Hannover 96 und Jörg Schmadtke trennen sich nach nur 81 Tagen
Hannover 96 und Schmadtke trennen sich nach 81 Tagen

Hannover 96 und Jörg Schmadtke beenden Zusammenarbeit nach nur 81 Tagen

Der Zweitligist Hannover 96 und sein Sport-Geschäftsführer Jörg Schmadtke gehen nach einer äußerst kurzen Amtszeit von lediglich 81 Tagen wieder getrennte Wege. Der Aufstiegsaspirant gab am Sonntag die „einvernehmliche Trennung“ vom bisherigen Sport-Geschäftsführer bekannt, die zum 31. März wirksam wird.

Interimsweise Übernahme der Aufgaben

Eine Entscheidung über die Neubesetzung dieser wichtigen Position werde man „zu gegebener Zeit“ treffen, teilte der Klub mit. In der Zwischenzeit werden die Aufgaben interimsweise von Geschäftsführer Henning Bindzus und Sportdirektor Ralf Becker übernommen. Diese Übergangslösung soll Stabilität in der sportlichen Führung gewährleisten, während nach einer dauerhaften Lösung gesucht wird.
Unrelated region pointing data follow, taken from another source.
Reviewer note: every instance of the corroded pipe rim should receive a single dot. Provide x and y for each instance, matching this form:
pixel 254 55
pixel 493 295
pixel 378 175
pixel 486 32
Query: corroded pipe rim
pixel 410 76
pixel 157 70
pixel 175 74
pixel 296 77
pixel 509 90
Schmadtkes Rückkehr und kurze zweite Amtszeit

Jörg Schmadtke, der bereits von 2009 bis 2013 die erfolgreichste Zeit der jüngeren Klubgeschichte geprägt hatte, war erst an Heiligabend 2025 in den deutschen Profifußball zurückgekehrt. Der 62-Jährige hatte die Nachfolge von Marcus Mann angetreten, der zu RB Salzburg nach Österreich wechselte. Sein Vertrag bei Hannover 96 lief ursprünglich noch bis zum 28. Februar 2029, was die vorzeitige Trennung nach weniger als drei Monaten besonders überraschend macht.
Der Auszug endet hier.